AI’s Invisible Cost
Jul 25, 2025
2 min read
Author
By Maxime Pasquier, Investor & Rasmus Holt @ Blackwood

The rapid adoption of generative AI has created a paradox: a technology celebrated for efficiency and intelligence may be operating on an increasingly wasteful physical substrate.
Behind each neatly composed sentence from a chatbot lies a staggering demand for electricity, water, and raw materials. Yet, this environmental footprint remains largely hidden from public discourse.
The figures are no longer speculative. According to MIT research, the electricity consumption of data centers globally stood at 460 terawatt-hours in 2022. That would make data centers the 11th largest electricity consumer in the world, ahead of Saudi Arabia. And with generative AI driving demand, that number could double by 2026. The result? An infrastructure boom powered disproportionately by fossil fuels, as renewable energy capacity fails to match the pace of new GPU clusters. Fusion would be wonderful…

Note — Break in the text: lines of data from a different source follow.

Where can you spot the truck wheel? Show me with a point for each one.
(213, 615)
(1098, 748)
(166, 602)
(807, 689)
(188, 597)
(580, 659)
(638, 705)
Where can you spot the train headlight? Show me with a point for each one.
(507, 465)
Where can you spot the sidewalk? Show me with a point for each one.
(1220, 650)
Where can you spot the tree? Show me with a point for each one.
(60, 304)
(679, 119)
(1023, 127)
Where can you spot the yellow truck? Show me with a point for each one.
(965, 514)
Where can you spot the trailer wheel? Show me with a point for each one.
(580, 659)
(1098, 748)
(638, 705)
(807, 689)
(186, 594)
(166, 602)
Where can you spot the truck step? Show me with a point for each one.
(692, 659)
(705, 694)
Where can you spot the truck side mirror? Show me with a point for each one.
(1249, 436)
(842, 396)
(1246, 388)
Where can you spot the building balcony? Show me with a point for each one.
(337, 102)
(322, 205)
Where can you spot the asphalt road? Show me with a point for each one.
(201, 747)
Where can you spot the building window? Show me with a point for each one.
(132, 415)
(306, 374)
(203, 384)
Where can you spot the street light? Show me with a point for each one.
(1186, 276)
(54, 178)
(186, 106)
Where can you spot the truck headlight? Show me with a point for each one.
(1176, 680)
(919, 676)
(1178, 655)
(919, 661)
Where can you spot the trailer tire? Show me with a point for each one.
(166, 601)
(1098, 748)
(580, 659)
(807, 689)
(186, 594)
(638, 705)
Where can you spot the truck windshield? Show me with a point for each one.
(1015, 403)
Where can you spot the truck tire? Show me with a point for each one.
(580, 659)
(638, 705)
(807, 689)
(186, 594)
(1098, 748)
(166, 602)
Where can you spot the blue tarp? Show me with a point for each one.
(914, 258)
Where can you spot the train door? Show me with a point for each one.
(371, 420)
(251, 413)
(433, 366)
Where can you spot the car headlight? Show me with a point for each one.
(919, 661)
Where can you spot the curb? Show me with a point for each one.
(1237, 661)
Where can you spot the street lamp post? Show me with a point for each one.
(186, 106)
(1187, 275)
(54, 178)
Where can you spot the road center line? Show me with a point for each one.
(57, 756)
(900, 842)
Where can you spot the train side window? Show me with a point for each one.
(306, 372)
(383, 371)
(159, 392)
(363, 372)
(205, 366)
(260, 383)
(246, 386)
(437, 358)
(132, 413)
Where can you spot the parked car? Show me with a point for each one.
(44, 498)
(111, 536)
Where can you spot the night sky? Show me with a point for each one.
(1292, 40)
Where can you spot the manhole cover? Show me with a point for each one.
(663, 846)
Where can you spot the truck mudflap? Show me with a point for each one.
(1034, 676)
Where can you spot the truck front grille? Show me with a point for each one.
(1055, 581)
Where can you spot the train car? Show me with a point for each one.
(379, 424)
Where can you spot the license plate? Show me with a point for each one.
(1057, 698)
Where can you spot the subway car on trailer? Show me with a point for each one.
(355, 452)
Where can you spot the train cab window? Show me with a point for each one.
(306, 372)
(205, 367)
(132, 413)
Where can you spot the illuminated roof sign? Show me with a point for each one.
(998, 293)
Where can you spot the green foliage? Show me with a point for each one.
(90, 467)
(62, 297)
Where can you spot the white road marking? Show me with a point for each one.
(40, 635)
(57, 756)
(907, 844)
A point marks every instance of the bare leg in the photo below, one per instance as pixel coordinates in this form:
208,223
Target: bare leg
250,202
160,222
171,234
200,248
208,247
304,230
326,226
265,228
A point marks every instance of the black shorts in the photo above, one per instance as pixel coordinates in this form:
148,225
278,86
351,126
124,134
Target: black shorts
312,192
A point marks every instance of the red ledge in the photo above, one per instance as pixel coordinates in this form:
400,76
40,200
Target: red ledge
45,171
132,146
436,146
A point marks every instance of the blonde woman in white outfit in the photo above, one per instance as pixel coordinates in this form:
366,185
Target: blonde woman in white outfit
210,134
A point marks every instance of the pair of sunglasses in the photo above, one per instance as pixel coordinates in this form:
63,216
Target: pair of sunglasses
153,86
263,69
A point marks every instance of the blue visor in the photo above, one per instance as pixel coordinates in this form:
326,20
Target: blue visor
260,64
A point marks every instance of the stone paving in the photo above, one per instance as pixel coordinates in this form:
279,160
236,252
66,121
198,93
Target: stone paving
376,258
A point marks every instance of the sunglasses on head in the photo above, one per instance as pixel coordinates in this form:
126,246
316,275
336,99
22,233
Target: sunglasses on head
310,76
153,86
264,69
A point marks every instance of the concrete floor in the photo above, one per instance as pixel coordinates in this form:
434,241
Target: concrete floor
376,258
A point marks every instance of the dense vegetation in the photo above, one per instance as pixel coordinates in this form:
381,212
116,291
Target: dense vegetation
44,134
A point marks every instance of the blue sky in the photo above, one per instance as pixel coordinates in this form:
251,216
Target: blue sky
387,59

Mistral AI, to its credit, has now released the first lifecycle analysis (LCA) of a large language model (LLM). The results are sobering. Training its “Large 2” model generated over 20,000 tons of CO2e and consumed 281,000 cubic meters of water. Every 400-token response served by their assistant “Le Chat” consumes 1.14 grams of CO2e and 45 mL of water. Multiply that by billions of daily prompts, and the environmental tally begins to rival entire industrial sectors.
The work from Mistral, MIT, and others is a step in the right direction. But it’s not enough to publish whitepapers and hope for self-regulation. Environmental sustainability must become a first-class design principle in AI. Otherwise, we risk building a smarter digital world on top of a degraded physical one.